MDS Alert

MDS Accuracy:

Score 'O' Errors In Section O

CMS Webcast offers winning strategies for coding meds.

If coding Section O seems like no big deal, consider this: Medications coded in this section drive several quality indicators.

Not only that, but coding Section O gets tricky if you don't know  some of the rules spelled out in the RAI manual. For example, if you overcode the number of medications at O1 by counting combination medications as separate drugs, you might trigger the QI for a resident receiving nine or more meds.

Yet the right coding know-how can keep Section O on track and off surveyors' radar screens.

Add Up the Meds for O1

When filling out Section O1, include any prescription or over-the-counter medication (excluding herbal remedies) that the nurses administered by any route (oral, IV, injection, topical, suppositories, etc.) during the seven-day lookback.

Don't forget to include medications the resident received when he was outside the facility in dialysis, during chemo or at a doctor's office, advised Carla Saxton, RPh, CGP, with the American Society of Consultant Pharmacists in a Centers for Medicare & Medicaid Services-sponsored Webcast presentation on improving MDS accuracy in Section O.

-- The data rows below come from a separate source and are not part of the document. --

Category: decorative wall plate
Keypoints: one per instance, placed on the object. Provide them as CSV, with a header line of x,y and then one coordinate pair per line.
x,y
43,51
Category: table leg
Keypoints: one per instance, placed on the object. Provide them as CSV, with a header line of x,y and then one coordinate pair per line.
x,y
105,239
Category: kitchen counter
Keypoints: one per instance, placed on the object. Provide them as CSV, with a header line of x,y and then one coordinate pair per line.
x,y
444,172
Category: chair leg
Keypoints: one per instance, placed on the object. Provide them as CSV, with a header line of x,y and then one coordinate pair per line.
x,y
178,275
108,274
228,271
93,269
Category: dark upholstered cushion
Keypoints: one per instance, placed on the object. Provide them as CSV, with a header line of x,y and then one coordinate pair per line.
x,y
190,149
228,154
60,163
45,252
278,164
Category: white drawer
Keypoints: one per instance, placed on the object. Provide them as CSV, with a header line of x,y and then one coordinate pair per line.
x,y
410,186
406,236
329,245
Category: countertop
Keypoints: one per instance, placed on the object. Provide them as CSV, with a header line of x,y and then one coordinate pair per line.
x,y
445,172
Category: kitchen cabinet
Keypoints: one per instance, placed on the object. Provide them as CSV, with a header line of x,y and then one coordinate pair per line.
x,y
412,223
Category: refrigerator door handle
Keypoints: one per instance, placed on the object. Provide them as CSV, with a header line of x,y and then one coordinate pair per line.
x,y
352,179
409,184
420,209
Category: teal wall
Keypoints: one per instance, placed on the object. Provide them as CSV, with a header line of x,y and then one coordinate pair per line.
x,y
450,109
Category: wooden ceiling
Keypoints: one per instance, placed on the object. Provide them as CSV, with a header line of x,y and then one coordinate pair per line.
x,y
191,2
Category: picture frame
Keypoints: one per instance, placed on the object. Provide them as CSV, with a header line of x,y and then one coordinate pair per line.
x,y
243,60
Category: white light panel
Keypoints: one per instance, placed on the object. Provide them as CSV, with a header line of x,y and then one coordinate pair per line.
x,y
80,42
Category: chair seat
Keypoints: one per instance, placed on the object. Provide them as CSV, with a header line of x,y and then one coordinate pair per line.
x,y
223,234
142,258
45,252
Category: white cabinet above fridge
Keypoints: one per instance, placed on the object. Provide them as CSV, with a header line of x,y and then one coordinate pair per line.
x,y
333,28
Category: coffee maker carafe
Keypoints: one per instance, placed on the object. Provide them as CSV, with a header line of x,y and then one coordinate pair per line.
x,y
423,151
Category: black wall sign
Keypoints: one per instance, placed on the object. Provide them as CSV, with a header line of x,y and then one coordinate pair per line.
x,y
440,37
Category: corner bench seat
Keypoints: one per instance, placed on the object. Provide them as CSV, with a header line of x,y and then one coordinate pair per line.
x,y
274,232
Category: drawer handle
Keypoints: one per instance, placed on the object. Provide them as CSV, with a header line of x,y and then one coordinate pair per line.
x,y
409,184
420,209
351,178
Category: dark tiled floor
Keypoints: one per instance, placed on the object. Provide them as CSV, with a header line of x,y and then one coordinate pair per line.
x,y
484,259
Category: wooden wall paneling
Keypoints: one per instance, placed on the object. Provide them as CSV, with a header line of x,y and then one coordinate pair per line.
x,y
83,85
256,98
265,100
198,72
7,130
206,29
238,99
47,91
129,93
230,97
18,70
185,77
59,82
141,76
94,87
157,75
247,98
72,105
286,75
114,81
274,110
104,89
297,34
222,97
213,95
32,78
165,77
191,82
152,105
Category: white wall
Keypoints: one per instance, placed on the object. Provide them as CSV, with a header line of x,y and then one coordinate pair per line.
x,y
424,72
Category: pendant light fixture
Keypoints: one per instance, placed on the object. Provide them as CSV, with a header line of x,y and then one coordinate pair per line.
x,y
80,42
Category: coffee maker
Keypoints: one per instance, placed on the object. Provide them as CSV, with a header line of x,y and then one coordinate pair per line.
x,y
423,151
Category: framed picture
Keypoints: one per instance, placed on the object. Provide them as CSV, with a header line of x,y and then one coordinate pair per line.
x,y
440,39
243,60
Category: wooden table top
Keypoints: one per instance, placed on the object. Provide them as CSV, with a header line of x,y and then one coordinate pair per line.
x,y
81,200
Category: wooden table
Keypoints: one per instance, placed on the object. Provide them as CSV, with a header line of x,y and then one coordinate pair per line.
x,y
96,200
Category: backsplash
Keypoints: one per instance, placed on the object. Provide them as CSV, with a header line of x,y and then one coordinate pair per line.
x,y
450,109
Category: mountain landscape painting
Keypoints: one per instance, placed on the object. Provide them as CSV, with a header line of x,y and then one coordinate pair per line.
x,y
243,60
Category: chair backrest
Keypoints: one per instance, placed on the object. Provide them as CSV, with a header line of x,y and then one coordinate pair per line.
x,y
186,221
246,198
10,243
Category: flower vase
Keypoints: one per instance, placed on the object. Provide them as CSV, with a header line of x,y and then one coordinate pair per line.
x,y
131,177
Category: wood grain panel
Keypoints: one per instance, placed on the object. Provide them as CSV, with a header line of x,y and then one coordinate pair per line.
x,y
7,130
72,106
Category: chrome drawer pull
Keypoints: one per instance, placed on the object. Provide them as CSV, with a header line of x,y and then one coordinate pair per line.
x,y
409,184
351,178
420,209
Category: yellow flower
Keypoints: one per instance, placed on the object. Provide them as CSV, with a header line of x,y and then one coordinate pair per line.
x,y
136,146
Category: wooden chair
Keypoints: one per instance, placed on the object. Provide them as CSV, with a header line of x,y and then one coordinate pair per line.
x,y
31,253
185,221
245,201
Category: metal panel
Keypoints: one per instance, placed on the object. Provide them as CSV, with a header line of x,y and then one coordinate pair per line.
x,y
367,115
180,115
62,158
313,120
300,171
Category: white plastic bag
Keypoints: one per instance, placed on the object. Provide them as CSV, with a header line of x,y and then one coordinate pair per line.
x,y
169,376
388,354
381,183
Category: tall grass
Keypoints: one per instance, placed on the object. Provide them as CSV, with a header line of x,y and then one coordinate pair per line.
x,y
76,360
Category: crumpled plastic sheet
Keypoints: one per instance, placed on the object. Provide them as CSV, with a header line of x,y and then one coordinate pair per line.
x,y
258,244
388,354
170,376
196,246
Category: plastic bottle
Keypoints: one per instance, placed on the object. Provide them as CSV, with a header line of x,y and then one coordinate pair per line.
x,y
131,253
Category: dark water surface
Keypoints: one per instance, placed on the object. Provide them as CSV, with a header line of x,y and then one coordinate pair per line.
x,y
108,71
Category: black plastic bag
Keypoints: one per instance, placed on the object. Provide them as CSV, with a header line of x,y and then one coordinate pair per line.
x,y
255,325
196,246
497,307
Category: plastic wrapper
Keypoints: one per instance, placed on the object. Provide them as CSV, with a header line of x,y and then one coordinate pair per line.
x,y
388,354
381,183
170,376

Omitting meds provided in other settings can throw your count off - and affect your care planning if you aren't aware of potential side effects, cautioned Saxton. "Yet obtaining information about medications administered at offsite clinics, dialysis, etc., can be a challenge," one that requires continuity of care to resolve, Saxton told Eli in an interview.

Solution: Work with community-based providers to develop a process that standardizes how the nursing home collects the information. For example, design a short form that asks the clinic to provide the information the facility needs, suggests Saxton.

Tip: To capture all of the medications actually administered in your facility, refer to the medication administration record (MAR), advised Saxton (see the coding quizzer later in this issue). Also review hospital and discharge records for medications the residentreceived during the hospital stay in the seven-day lookback.

By using the MAR, you will capture only the medications the nurses actually administered. For example, you'd only count a PRN order if the resident actually received a dose of the medication during the lookback.

"Do count long-acting medications administered prior to the seven-day lookback," advised Saxton. Examples include haloperidol injection and vitamin B-12 injection. (Consult the physician, pharmacist or PDR to see if a medication administered before the lookback is still active, advises the RAI manual.)

Combination medications with two or more active meds within the same dosages count as just one med.

But you count each type of insulin separately unless the different types of insulin are contained within the same solution, such as Humalog mix 75/25, according to Saxton.

Know What Counts as New at O2 
     
When coding Section O2, code only a new medication (initiated in the past 90 days) that the patient is currently taking.

Don't Count IV Meds at 03 

At Section O3 record the number of days the resident received injections of any type (except IV) during the last seven days, including medications, antigens and vaccines. If you administer a medication for the same or a different indication on two different days, code a "2."

Routes of administration include:

  •  Subcutaneous (include an SQ pump only if an SQ injection is required to restart the pump);
  •  Intramuscular;
  •  Intradermal.

    Tip: Code IV meds in Section P and IV fluids in Section K rather than Section O3. Do not code a vitamin B-12 injection here if it was administered outside the observation period.

    Code in O4 as a Medication Is, Not as It Does

    Section O4 requires you to code the number of days in the seven-day lookback that the resident received the following types of medications by any route or in any setting:

  •  antipsychotic
  •  antianxiety agent
  •  antidepressant
  •  hypnotic
  •  diuretic.

    Remember: Code a psychoactive drug in this section based on its pharmaceutical classification - not the intended therapeutic effect in a particular clinical situation, says Judy Wilhide, RN, BA, RAC-C, the RAI manager for Virginia.

    For example, facilities now use a lot of drugs to treat behaviors and anxiety that aren't officially classified as that type of medication, Wilhide notes. Examples include Lexapro (an SSRI) prescribed for anxiety or anticonvulsants used to treat behavioral symptoms or bipolar disease.

    Check out the RAI manual appendixes for updated drug classifications for coding O4 (
    www.cms.hhs.gov/quality/MDS20/2005Appendices.pdf).